A conclusão a que se chega, é que o douto
advogado Heitor Lima já previa o que se sucederia ao afirmar que: “Se a justiça masculina, mesmo quando
exercida por uma consciência do mais fino quilate, como o insigne presidente da
Côrte Suprema, tolhe a defesa a uma encarcerada sem recursos, não há de a
história da civilização brasileira recolher em seus annaes judiciários o
registro desta nodôa; a condennação de uma mulher, sem que a seu favor se
elevasse a voz de um homem no Palacio da Lei”.
BIBLIOGRAFIA
LIMA, João Gabriel.
Memórias do Cárcere. Veja. São Paulo:
Abril, 2001. Ano 34, n° 6,
MELLO, Celso de. Caso de
Olga Benário é uma mancha no passado. O Estado de S. Paulo, São Paulo,
p. A-12, 8 mar.1998.
MORAES,
Alexandre. Direito Constitucional.
São Paulo: Atlas, 2002.
MORAIS,
Fernando. Olga. 13. ed. São Paulo: Companhia das Letras, 1993.
Olga:
revolucionária, sem perder a ternura. Princípios. n. 75 São Paulo, 2004.
PRESTES,
Luís Carlos. Entrevista a Edgard Carone. Novos
Rumos. Ano 15, n. 33. 2000, p.
23.
[1] Informações
extraídas de “Caso de Olga Benário é uma mancha no passado”. In: Jornal
Estado de São Paulo, São Paulo, p. A 12, 8 de Março de 1998.
[2] Informações
extraídas de “Olga: revolucionária, sem perder a ternura”. In: Revista
Princípios, São Paulo, p. 69.
[3] Informações
extraídas de “Luís Carlos Prestes - em entrevista a Edgard Carone”. In: Revista
Novos Rumos. Ano 15, n° 33 - 2000, p. 23.
[5] Informações
extraídas de “Memórias do Cárcere” - em matéria de “João Gabriel de Lima”. In: Revista
Veja. Ano 34, n° 6 - 2001, p. 114.
[6] Cf. MORAES, Fernando. Olga - A vida
de Olga Benário Prestes, judia comunista entregue a Hitler pelo governo Vargas.
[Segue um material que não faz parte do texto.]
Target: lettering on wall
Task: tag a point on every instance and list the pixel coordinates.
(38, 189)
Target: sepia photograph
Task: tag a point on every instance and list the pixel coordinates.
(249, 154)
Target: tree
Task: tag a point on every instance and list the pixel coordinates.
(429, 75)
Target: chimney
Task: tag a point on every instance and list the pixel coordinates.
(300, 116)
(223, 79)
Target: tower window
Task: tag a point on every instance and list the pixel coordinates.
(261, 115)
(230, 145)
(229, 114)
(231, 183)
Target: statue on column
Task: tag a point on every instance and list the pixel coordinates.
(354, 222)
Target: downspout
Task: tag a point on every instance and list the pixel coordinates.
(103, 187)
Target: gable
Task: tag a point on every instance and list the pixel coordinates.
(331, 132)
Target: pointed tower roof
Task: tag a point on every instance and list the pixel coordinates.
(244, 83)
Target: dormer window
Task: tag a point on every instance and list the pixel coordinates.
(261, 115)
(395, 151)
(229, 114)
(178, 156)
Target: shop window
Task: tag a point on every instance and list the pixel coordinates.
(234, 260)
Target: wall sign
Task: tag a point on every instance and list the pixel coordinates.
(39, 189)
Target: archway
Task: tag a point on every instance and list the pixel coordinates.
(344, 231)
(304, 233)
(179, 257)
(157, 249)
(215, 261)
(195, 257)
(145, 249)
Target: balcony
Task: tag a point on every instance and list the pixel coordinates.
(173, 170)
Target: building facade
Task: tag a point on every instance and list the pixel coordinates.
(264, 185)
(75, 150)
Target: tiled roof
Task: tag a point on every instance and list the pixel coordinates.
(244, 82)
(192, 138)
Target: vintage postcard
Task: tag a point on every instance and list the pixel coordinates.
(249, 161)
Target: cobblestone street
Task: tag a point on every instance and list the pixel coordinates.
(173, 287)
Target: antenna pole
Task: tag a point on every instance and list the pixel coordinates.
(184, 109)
São Paulo: Companhia das Letras, 2007. p.178.
[7] Informações
extraídas de “Olga: revolucionária, sem perder a ternura” - em matéria de
“Anita Leocádia Prestes”. In: Revista Princípios. 75/2004, p. 71.
[8] Informações
extraídas de “Olga: revolucionária, sem perder a ternura” - em matéria de “Jô
Moraes”. In: Revista Princípios. 75/2004, p. 76.